Another thing that could get you charged with being part or helping “an association of criminals or a terrorist enterprise” is simply searching for and visiting djihadist websites. Also several cases of this were prosecuted recently.

The important part is not what you get charged with but what the courts will do with it. The French courts are very independent and tend to frown on inflated BS charges. On the other hand, if that person has some connections to IS (knew someone who knew someone who left for Syria, chatted with someone over Telegram, etc.), links to extremists or is a known “troublemaker” (the controversial “comedian” Dieudonné comes to mind …), then they will be happy to use even these laws to throw the book at them.


#10

Holy crap. I’ve done all of those things! Repeatedly! I need to ask my Uni to get someone else to teach classes that cover crypto. I’m ambiguously middle-eastern around the ears and don’t want to end up a statistic.


#11

The problem is they are actual charges.

Nope, Cory and tbf, the BBC don’t report the actual charges very clearly. Looking at the Metropolitan Police’s press release, it would appear that the actual charge here are: membership of a proscribed organisation, terrorist training, preparation for terrorism, directing terrorism and possession of articles for a purpose connected with terrorism, variously offences under the Terrorism Acts 2000 and 2006.

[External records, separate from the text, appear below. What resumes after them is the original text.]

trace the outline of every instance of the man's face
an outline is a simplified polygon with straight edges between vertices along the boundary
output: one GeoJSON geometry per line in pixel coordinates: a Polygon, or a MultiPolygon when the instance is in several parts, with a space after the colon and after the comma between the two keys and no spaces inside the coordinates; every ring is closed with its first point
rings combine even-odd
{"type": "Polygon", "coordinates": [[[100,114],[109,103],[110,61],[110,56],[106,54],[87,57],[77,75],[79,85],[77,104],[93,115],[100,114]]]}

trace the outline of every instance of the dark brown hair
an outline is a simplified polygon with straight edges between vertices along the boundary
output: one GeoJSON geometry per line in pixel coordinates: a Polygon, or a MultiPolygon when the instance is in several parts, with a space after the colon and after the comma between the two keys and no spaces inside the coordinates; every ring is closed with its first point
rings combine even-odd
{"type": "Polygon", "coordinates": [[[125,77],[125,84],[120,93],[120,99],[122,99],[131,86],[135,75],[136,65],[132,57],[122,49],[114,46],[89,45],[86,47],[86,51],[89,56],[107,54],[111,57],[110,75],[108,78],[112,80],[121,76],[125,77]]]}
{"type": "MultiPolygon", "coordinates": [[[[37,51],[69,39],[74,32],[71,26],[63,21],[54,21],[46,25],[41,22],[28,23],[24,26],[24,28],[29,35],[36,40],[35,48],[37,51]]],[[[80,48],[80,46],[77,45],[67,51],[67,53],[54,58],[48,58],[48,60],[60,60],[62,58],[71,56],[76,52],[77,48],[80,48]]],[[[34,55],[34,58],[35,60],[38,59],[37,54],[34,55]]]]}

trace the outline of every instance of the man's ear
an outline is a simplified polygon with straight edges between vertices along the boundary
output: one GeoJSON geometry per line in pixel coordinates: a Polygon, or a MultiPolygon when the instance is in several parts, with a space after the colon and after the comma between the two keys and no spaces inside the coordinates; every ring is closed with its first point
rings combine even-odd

The charge is nothing to do with encryptionm, that’s the alleged offending behaviour.


#12

It’s contextual. I’m wary of the practice of overcharging, however charging someone for illegal use of otherwise legal objects is common. A crowbar is legal, but you can be charged with illegal possession of one as a burglar tool or a concealed weapon, depending of context.


#13

I think it becomes more problematic when shifted from illegal use of objects to illegal use of concepts.


#14

If these charges stick, if the courts there make these clearly legal and ethical things not only illegal, but append the “super illegal” stigma of terrorism to them, it will be more or less time to turn out the lights and close up shop in the UK.

Declare the region lost, like the people’s republic of china and russia, because this is a loss that the populace cannot recover from without extreme measures.


#15

I was about to make exactly the same example, but with a hammer. Or more topically, a packet sniffer (eg Wireshark), which is invaluable for understanding what’s going on on a network, so it’s used by admins and criminals alike.


#16

Dear UK,

V For Vendetta was a comic book, not a guide.

Your Pal,

  • WG

#17

its likely the charges wont stick and they wont be able to make it illegal. many should not turn out the lights and close up shop in the UK and its not a region lost.


#18

You can be arrested for acting as the wheelman in a bank robbery. Doesn’t mean that driving is going to become illegal.

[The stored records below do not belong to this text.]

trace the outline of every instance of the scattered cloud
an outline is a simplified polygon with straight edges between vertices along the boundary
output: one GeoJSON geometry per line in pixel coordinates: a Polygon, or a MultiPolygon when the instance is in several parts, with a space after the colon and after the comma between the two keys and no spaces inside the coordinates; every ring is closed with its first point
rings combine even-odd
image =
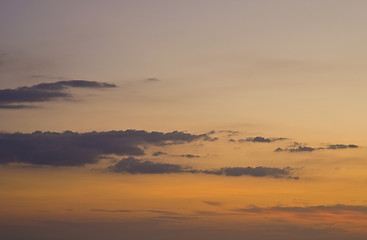
{"type": "Polygon", "coordinates": [[[344,144],[334,144],[334,145],[328,145],[326,148],[324,147],[308,147],[308,146],[298,146],[296,147],[296,145],[294,145],[294,147],[292,148],[277,148],[274,151],[275,152],[313,152],[316,150],[323,150],[323,149],[331,149],[331,150],[336,150],[336,149],[347,149],[347,148],[358,148],[359,146],[354,145],[354,144],[349,144],[349,145],[344,145],[344,144]]]}
{"type": "MultiPolygon", "coordinates": [[[[286,140],[287,138],[265,138],[265,137],[248,137],[246,139],[238,139],[238,142],[260,142],[260,143],[270,143],[270,142],[275,142],[275,141],[281,141],[281,140],[286,140]]],[[[230,140],[234,140],[234,139],[230,139],[230,140]]]]}
{"type": "Polygon", "coordinates": [[[55,99],[73,99],[69,88],[114,88],[116,85],[85,80],[69,80],[54,83],[40,83],[31,87],[0,89],[2,109],[22,109],[33,106],[13,105],[18,103],[47,102],[55,99]]]}
{"type": "Polygon", "coordinates": [[[156,157],[156,156],[161,156],[161,155],[167,155],[167,153],[158,151],[158,152],[154,152],[152,155],[156,157]]]}
{"type": "Polygon", "coordinates": [[[224,167],[220,169],[214,170],[203,170],[202,173],[205,174],[214,174],[214,175],[224,175],[224,176],[253,176],[253,177],[275,177],[275,178],[294,178],[298,179],[298,177],[292,177],[292,172],[294,169],[290,167],[285,168],[270,168],[270,167],[224,167]]]}
{"type": "Polygon", "coordinates": [[[313,148],[313,147],[308,147],[308,146],[298,146],[296,148],[277,148],[275,149],[275,152],[313,152],[315,150],[320,150],[320,149],[324,149],[324,148],[313,148]]]}
{"type": "Polygon", "coordinates": [[[141,145],[165,146],[195,140],[211,141],[207,134],[147,132],[143,130],[0,133],[0,164],[29,163],[82,166],[97,163],[101,155],[141,156],[141,145]]]}
{"type": "Polygon", "coordinates": [[[360,205],[317,205],[317,206],[306,206],[306,207],[286,207],[286,206],[276,206],[261,208],[252,206],[250,208],[234,209],[237,212],[247,212],[247,213],[276,213],[276,212],[291,212],[291,213],[318,213],[318,212],[329,212],[338,214],[341,212],[359,212],[367,214],[367,206],[360,205]]]}
{"type": "MultiPolygon", "coordinates": [[[[213,170],[199,170],[190,167],[183,167],[178,164],[157,163],[147,160],[139,160],[133,157],[123,158],[121,161],[108,168],[111,172],[130,173],[130,174],[159,174],[159,173],[192,173],[192,174],[211,174],[223,176],[253,176],[253,177],[274,177],[292,178],[294,169],[269,168],[269,167],[224,167],[213,170]]],[[[209,203],[209,202],[207,202],[209,203]]],[[[212,202],[213,203],[213,202],[212,202]]]]}
{"type": "Polygon", "coordinates": [[[185,168],[177,164],[169,163],[155,163],[151,161],[143,161],[133,157],[123,158],[115,165],[110,166],[109,170],[112,172],[122,173],[145,173],[145,174],[157,174],[157,173],[180,173],[184,172],[185,168]]]}
{"type": "Polygon", "coordinates": [[[349,145],[335,144],[335,145],[328,145],[326,149],[345,149],[345,148],[358,148],[358,146],[354,144],[349,145]]]}
{"type": "Polygon", "coordinates": [[[181,154],[181,155],[175,155],[177,157],[183,157],[183,158],[199,158],[199,155],[193,155],[193,154],[181,154]]]}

Strongly recommend reading the comments at the Ars article. Most of the readers there seem to recognize clickbait when they see it


#19

Stupid, alarmist post. This isn’t about encryption at all. It’s about “the commission or preparation of acts of terrorism or for assisting the commission or preparation by others of such acts,” if proven.


#20

nah, the law turns around the presumption of innocence, take a look at section 57 of the terror act.

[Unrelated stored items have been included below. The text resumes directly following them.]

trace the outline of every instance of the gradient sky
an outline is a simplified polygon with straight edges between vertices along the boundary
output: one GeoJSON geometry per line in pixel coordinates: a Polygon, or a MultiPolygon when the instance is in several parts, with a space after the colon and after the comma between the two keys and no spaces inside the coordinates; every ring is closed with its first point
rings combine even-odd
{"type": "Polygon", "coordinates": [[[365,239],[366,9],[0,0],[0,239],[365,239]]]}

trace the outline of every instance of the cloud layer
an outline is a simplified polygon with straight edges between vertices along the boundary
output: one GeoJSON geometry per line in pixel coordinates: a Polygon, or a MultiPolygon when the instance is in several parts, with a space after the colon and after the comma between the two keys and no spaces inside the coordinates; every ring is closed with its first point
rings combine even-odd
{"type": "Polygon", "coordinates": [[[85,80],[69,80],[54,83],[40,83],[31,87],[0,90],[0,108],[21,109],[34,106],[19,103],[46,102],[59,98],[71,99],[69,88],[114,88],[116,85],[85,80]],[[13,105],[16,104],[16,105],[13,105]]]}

A person commits an offence if he possesses an article in circumstances which give rise to a reasonable suspicion that his possession is for a purpose connected with the commission, preparation or instigation of an act of terrorism.

how to defend against this? what is “reasonable suspicion”? an USB stick with a live OS is superhandy, and while I carry around Knoppix and grml something like TAILS shouldn’t be able to add another charge for the suspect.

I’m fine with using this as additional evidence for the core charge (supporting terrorism if I read the articles correctly) but punishing someone for the possession of an anonymizing is not compatible with my impression of the rule of law.


#21

That’s what they said about the patriot act. About maoism.
About every shitty thing to happen in decent places: not here. We don’t do that here.